Indeed, although an expanded and more aggressive naval presence in the Gulf of Aden may temporarily stem the tide of the growing pirate attacks, it hardly guarantees that, over the long-term, the chaos onshore will not again spill over into surrounding international waters. Besides being unsustainable from a logistical standpoint, the heightened military response, including the creation of Combined Task Force 151, will likely prove inadequate in addressing the root causes of the piracy itself.
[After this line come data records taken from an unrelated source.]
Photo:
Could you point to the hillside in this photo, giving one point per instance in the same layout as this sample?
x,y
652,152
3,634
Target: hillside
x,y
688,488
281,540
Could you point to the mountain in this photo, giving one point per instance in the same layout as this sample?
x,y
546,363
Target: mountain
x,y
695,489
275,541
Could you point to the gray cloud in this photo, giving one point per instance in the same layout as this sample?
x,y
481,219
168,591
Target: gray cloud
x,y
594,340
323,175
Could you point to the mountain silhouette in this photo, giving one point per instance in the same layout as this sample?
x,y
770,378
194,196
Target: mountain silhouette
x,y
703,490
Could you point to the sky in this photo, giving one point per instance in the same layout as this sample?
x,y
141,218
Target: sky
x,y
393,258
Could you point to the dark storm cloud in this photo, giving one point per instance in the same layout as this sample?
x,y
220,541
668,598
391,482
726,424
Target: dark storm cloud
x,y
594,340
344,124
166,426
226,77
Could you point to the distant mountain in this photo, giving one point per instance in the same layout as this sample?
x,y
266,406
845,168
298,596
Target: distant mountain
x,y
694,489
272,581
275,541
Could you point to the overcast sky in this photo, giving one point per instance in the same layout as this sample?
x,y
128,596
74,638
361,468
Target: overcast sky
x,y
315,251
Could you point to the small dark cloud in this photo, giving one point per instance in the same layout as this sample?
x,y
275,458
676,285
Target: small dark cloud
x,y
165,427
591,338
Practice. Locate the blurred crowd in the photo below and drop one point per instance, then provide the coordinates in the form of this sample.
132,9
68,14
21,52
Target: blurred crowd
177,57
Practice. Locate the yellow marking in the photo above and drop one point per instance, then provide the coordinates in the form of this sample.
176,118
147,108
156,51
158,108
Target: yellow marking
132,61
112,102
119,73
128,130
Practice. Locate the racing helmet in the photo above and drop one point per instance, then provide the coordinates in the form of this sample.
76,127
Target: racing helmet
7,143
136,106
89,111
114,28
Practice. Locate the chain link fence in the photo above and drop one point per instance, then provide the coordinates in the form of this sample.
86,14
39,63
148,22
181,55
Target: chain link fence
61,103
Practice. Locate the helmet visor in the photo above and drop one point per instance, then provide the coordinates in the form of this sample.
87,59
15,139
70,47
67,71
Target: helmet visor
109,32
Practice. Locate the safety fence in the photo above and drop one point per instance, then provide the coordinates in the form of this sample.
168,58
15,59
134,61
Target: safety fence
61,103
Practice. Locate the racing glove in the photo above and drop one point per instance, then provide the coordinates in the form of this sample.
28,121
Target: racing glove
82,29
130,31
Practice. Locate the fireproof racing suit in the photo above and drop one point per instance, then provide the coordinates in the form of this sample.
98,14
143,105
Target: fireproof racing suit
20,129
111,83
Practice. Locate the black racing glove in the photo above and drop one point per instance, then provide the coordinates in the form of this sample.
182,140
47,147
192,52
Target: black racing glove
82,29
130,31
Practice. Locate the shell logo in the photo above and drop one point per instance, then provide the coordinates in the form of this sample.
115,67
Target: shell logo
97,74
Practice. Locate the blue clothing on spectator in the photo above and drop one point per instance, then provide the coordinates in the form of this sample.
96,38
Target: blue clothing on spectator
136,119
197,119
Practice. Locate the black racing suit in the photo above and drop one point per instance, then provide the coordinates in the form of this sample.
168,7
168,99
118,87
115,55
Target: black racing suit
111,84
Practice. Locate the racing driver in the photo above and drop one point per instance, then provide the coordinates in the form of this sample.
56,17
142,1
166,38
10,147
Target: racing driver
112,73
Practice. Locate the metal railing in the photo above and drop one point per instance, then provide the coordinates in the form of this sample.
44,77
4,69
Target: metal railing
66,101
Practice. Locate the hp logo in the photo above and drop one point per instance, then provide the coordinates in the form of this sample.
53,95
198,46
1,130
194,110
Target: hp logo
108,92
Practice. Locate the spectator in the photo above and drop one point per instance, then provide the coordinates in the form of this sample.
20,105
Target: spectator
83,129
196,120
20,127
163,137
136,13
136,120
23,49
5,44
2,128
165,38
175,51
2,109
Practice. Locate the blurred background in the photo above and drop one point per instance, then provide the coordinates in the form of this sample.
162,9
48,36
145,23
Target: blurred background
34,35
Both the U.S. Navy and the United Nations have acknowledged as much.
Clearly, the problem of Somali lawlessness at sea can’t be addressed without attending to the ongoing crisis of Somali “statelessness” on land. Somalia’s complex civil war dates to 1991 and, despite some positive steps in recent months, it’s unlikely to be resolved in the immediate future. As U.S.-backed Ethiopian forces completed their withdrawal from Somalia on January 26, ending a two-year occupation, their pullout was punctuated by several car bombs, including one in Mogadishu that killed 15 people.
As the violence continues to grab headlines, the international community would do well to remember that, while Somalia’s rampant sociopolitical instability provides its seafarers the opportunity to “flourish” as pirates, this instability is not the sole cause of the piracy boom. The characteristics of Somalia’s “failed state” include dire economic conditions and crushing poverty, the harsh realities of life at the margins of the global economy. In the context of the chaotic political situation onshore, these conditions are as directly responsible for Somalia’s pervasive piracy as the country’s lack of an effective central government.